3. A failure to research  . . . to come up with something truly original
Rinzler is talking about the concept stage here, which is foundational. Hard work on fresh concepts will pay off. And remember, freshness isn’t just a matter of something “unfamiliar.” All plot situations have been done. It’s how you dress them up and freshen them that makes the difference. Remember Die Hard? After it became a hit, we had Die Hard on a ship (Under Siege) and on a mountain (Cliffhanger)and so on. Take a standard rom-com about a writer struggling with writer’s block and set it in Elizabethan England and you get Shakespeare in Love. Heck, take an old dystopian cult plot like Deathrace 2000 and put it among kids and bingo, you’ve got The Hunger Games. 
4. Two-dimensional characters
We all know that flat characters are a drag on an otherwise nice plot idea. Such a waste! As Lajos Egri put it in his classic, Creative Writing: “Living, vibrating human beings are still the secret and magic formula of great and enduring writing.”

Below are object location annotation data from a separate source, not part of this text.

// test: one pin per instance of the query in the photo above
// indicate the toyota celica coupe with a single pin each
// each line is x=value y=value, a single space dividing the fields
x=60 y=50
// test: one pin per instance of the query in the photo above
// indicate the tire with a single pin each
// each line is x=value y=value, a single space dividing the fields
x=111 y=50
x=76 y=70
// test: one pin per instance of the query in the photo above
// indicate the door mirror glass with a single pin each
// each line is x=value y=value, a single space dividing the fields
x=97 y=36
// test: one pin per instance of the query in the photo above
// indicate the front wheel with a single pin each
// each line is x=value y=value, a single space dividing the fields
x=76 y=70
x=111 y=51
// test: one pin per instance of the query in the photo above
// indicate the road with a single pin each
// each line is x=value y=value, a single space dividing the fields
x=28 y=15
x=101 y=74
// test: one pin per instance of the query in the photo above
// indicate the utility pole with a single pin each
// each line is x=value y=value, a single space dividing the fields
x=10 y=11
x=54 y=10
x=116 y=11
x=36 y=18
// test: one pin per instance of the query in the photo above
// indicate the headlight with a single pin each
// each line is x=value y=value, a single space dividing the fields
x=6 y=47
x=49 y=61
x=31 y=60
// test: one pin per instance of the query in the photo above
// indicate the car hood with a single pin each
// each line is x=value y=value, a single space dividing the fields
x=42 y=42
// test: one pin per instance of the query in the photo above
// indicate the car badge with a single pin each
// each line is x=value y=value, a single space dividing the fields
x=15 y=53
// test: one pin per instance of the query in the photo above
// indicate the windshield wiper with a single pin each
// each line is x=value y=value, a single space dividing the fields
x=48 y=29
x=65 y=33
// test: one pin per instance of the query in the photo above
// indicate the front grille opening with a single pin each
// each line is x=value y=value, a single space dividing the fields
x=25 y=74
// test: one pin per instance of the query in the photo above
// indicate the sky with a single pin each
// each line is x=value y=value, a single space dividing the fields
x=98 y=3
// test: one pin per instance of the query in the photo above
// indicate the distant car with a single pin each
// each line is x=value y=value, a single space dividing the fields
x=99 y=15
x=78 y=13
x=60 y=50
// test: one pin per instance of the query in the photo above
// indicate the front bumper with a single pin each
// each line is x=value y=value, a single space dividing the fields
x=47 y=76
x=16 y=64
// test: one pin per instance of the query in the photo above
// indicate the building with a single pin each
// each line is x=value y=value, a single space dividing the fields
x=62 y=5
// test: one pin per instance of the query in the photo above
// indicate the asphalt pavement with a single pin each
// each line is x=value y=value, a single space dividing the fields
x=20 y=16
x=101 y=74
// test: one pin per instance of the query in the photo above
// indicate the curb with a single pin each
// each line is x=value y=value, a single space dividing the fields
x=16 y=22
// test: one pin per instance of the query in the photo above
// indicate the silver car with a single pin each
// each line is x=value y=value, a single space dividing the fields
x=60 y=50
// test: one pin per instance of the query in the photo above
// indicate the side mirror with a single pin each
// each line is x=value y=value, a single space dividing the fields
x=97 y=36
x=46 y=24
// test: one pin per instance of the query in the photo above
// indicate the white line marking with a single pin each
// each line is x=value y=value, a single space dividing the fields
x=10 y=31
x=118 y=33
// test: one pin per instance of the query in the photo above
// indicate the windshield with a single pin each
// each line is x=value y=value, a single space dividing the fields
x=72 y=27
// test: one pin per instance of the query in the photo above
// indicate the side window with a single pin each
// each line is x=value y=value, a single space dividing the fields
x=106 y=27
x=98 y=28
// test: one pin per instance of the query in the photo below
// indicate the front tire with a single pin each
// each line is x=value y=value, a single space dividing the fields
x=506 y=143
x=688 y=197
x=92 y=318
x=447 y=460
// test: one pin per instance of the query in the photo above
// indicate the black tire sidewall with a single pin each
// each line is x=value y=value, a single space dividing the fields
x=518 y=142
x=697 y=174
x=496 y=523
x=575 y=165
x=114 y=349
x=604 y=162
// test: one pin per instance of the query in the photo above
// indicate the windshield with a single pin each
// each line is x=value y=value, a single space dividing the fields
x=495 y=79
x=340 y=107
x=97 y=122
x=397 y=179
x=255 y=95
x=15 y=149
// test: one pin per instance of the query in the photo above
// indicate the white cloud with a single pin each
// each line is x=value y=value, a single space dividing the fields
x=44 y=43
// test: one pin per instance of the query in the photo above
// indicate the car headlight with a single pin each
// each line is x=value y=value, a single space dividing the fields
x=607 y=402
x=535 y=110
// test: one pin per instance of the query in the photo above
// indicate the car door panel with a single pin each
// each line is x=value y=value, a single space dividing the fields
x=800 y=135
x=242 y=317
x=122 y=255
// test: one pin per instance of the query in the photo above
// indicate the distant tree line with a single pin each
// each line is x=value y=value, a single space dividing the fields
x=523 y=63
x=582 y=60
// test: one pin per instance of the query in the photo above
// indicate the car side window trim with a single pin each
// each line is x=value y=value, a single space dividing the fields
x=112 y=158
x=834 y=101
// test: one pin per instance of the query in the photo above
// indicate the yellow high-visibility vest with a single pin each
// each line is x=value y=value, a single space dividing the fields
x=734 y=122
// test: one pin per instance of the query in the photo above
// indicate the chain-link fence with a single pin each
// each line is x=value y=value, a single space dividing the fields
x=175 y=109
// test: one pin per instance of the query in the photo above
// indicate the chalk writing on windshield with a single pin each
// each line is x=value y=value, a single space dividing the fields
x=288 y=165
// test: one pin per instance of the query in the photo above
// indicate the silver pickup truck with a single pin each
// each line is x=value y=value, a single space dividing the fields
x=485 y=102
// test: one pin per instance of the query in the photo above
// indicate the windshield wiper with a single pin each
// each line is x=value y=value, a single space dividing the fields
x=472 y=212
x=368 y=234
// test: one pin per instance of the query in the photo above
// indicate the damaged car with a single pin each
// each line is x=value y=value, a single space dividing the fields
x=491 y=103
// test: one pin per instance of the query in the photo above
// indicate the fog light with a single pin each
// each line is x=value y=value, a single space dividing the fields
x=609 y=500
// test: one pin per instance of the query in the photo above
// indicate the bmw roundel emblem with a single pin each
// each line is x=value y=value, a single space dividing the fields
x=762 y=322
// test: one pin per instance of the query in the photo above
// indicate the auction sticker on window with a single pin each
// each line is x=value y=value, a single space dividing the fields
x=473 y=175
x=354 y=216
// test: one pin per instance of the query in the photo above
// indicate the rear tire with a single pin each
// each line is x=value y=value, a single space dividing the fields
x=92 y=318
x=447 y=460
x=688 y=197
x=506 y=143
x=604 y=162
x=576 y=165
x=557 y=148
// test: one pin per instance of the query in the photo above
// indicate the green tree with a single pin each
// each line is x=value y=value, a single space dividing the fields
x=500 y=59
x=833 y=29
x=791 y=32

My favorite book on characterization is Dynamic Characters by my former colleague at Writer’s Digest, Nancy Kress.
5. Dialogue that all sounds like the same person
Ah! One of my sweet spots. In my workshops I always say the fastest way to improve a manuscript is via dialogue. It’s also the fastest way to get an agent or editor to reject you, or readers to give you a yawn. When they see good, crisp dialogue, differentiated via character, it pops. It gives them confidence they’re dealing with someone who knows the craft.
The place to start, then, is by making sure every character in your cast is unique. I use a “voice journal” for each, a free-form document of the character just yakking at me, until I truly “hear” them in a singular fashion.
So there you have it. Five vital areas where shortcomings might be a problem. The streaking guy at the Oscars couldn’t do anything about his own vital area, but you as a writer can.

Anything you’d like to add to the list?